This flaccid take on the concept is good for some laughs here and there, usually when Holland’s character is trying to squash his naughty thoughts about Ridley’s character. Hopefully audiences find that enjoyable enough, as Ridley’s transition from uncomfortable with mind-flirting to comfortable with mind-flirting is about as deep a connection as these characters will forge. Holland and Ridley are serviceable in the roles but suffer from their inability to add character to mediocre writing. They may have the charm and poise to lead a blockbuster, but Chaos Walking doesn’t make a good case for them beyond their good looks and memorization expertise.

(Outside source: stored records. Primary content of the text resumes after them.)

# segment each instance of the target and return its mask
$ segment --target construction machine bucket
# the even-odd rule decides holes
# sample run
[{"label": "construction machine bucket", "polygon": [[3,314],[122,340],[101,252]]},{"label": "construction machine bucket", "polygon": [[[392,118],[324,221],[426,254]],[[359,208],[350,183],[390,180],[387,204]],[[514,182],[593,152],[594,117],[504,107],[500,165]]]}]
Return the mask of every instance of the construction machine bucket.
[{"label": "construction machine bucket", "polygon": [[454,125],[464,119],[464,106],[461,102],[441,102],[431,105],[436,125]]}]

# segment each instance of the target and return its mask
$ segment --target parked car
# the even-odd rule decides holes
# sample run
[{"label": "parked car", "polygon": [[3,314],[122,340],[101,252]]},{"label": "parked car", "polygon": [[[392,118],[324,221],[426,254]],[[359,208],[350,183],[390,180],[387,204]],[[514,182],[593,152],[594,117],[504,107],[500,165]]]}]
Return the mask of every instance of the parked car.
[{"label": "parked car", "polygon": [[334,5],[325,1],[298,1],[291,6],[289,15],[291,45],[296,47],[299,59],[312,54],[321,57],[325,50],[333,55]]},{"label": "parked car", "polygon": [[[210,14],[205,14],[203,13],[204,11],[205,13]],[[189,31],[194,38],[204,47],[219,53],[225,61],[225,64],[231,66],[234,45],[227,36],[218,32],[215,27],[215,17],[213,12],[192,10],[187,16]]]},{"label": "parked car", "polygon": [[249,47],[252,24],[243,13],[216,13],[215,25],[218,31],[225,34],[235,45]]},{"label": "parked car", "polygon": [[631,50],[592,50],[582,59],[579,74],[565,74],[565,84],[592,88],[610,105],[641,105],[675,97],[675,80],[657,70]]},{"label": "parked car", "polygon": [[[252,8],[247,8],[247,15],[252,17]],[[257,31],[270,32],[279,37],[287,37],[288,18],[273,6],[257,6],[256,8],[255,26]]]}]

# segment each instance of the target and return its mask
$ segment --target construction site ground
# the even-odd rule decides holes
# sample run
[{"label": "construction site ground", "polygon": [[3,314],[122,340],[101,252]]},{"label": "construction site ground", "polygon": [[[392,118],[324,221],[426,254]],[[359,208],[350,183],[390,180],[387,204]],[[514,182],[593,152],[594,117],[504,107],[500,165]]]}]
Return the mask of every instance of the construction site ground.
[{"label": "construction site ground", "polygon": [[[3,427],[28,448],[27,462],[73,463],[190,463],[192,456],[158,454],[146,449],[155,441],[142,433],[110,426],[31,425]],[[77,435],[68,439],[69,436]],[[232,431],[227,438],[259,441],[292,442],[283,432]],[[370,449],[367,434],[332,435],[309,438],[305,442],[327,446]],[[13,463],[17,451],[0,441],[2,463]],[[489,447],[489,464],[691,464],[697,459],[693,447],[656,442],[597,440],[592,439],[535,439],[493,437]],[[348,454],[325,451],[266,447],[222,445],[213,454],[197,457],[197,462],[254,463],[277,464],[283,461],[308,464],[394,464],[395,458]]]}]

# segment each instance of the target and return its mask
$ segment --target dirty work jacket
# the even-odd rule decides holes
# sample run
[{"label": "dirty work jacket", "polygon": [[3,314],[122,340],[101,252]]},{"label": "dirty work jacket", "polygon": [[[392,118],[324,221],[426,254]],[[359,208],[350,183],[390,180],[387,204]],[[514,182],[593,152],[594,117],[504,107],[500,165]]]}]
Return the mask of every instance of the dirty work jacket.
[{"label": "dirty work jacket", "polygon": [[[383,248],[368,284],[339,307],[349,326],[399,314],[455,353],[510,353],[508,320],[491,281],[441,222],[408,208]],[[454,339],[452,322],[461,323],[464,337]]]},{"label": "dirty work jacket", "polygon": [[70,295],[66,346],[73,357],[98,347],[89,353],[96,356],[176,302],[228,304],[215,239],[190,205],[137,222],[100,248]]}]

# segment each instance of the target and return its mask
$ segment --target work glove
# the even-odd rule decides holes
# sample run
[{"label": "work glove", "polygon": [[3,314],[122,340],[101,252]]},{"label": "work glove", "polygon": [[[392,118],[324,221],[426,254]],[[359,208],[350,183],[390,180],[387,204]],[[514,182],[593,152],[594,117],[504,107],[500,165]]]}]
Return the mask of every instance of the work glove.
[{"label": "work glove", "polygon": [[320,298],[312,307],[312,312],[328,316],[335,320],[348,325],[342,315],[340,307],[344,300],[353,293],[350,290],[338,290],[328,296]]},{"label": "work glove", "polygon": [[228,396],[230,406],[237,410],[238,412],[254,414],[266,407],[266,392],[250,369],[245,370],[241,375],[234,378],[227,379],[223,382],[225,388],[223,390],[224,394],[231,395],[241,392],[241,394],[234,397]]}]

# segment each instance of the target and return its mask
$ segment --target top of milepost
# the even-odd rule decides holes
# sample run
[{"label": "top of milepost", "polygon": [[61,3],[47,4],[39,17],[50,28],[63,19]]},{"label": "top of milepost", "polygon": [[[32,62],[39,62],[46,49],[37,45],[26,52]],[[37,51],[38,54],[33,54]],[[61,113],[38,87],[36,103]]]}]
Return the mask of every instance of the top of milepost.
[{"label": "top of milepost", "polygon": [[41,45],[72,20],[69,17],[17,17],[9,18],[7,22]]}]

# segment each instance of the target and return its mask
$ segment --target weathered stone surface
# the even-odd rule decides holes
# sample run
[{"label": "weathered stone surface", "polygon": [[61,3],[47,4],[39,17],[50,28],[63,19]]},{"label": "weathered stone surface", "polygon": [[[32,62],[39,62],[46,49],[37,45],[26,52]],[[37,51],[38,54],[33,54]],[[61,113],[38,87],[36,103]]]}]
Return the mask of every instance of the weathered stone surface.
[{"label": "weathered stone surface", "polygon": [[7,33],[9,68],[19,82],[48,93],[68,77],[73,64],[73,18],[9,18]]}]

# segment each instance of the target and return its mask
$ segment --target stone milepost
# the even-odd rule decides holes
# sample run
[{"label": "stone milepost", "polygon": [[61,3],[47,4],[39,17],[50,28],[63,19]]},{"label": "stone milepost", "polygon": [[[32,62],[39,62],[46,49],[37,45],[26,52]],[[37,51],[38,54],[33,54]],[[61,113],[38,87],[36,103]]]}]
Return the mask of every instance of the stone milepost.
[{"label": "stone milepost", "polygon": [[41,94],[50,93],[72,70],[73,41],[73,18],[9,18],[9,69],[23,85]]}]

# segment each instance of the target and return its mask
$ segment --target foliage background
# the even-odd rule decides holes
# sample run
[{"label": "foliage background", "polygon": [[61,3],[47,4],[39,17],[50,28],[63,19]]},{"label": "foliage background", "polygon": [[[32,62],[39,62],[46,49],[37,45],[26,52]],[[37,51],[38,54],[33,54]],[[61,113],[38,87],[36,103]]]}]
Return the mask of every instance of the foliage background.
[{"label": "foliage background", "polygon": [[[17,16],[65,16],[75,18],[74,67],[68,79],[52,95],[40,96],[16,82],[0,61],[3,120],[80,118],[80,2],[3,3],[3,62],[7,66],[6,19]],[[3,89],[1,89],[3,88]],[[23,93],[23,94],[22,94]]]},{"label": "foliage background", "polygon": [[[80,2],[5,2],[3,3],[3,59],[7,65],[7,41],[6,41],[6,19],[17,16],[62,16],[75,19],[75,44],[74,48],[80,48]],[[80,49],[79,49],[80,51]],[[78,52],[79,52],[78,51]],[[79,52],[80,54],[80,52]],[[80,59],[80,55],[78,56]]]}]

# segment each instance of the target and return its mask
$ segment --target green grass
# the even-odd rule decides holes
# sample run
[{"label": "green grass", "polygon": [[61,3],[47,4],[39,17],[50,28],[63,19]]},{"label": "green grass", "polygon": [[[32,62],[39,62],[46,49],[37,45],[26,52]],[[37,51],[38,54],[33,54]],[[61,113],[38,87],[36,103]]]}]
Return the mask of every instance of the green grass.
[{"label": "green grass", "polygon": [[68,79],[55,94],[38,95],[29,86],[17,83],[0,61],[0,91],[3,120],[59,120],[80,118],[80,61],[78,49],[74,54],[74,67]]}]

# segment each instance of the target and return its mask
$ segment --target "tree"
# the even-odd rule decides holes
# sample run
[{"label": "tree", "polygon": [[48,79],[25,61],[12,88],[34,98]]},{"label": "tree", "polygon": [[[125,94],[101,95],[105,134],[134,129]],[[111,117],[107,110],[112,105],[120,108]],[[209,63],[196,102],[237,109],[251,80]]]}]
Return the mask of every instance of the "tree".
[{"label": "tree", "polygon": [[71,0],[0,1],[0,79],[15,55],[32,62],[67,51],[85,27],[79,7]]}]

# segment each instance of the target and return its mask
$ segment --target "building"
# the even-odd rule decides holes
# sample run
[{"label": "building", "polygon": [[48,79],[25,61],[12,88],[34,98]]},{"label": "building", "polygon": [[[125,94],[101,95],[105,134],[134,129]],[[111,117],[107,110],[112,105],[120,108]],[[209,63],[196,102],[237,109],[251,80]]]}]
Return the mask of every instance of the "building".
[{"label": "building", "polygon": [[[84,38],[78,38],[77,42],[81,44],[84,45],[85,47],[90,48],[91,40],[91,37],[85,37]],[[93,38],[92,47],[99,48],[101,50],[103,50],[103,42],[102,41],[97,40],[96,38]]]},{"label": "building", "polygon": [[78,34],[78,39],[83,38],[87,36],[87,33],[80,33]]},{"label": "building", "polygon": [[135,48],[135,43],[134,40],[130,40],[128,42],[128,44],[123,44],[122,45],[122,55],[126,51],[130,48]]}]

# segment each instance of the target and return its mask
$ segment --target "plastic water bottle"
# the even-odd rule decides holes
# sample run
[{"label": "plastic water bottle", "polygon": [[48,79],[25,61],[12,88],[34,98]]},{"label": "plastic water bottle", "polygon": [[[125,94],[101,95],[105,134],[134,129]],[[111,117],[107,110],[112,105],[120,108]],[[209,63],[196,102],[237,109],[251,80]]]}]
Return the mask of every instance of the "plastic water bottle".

Perhaps the most surprising thing about the movie is that it sidles outside of the YA blockbuster template in its second hour. There’s a twist midway that’s supposed to really shake things up, but because the first half squanders the concept’s potential so limply, it just feels like the first time the movie is actually moving. It has something to do with the mystery of women being immune to The Noise, and it builds to an incipient allegory about how patriarchal ideologies survive and thrive. There’s even a preacher character who begs the question of how misogyny is codified into a community’s way of life. But these musings are all but abandoned when the movie’s goal shifts to sequel setup. You know how it goes.

What’s left still had a hundred-million-dollar budget, so the aliens and the action are acceptable by modern standards, and the effects team gets to have fun visualizing The Noise in recognizable ways. But for a movie about the impossibility of keeping ideas inside your head, there’s not a lot going on inside Chaos Walking’s noggin besides the potential for another Chaos Walking. It’s a shame it couldn’t see its own potential.